When we type two numbers into a calculator and ask for the sum, we don’t think too hard about how the calculator arrives at the answer. Implicitly, we might have a mental model of the calculator as doing what we do when we add 2 numbers, but much faster and more carefully. That’s not a very good model. In particular, that model doesn’t predict the errors we get with calculators in certain scenarios.

A better model is the one described in my post on binary addition. The practical takeaway of the model is that a computer represents numbers in binary with some fixed, finite number of digits. We can also use the model to predict the errors we get when the sum that we’ve asked for exceeds the limit.

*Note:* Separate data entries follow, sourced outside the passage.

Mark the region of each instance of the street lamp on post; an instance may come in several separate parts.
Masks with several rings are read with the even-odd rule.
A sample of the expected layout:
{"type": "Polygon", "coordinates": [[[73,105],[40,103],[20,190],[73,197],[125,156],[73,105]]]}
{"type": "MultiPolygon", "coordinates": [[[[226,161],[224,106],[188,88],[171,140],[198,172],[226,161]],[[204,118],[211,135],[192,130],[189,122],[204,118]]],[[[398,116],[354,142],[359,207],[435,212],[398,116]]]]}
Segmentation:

For example, suppose the computer we have only stores numbers that can be represented with 8 binary digits, i.e. we have 16 input tubes in our fluidic computer.

The maximum number we can store is 11111111, which is $$\sum_{i=1}^8 2^{i-1} = 2^7 = 255$$. What happens when we add 255 to 255?

carry 11111111
11111111
+11111111
----------
111111110


We can’t store the last 1 in the answer (it’s the $$C_{out}$$ bucket in our fluidic computer), so it leaves us with 11111110, or 254.

We can observe this behavior in Python:

import numpy as np

x = np.array([2**8 - 1, 2**8-1], dtype='uint8')

x
array([255, 255], dtype=uint8)

np.sum(x, dtype='uint8')
254


There’s some nuance to this, but most of the time we don’t notice it, because the dtype for an integer numpy array is int64.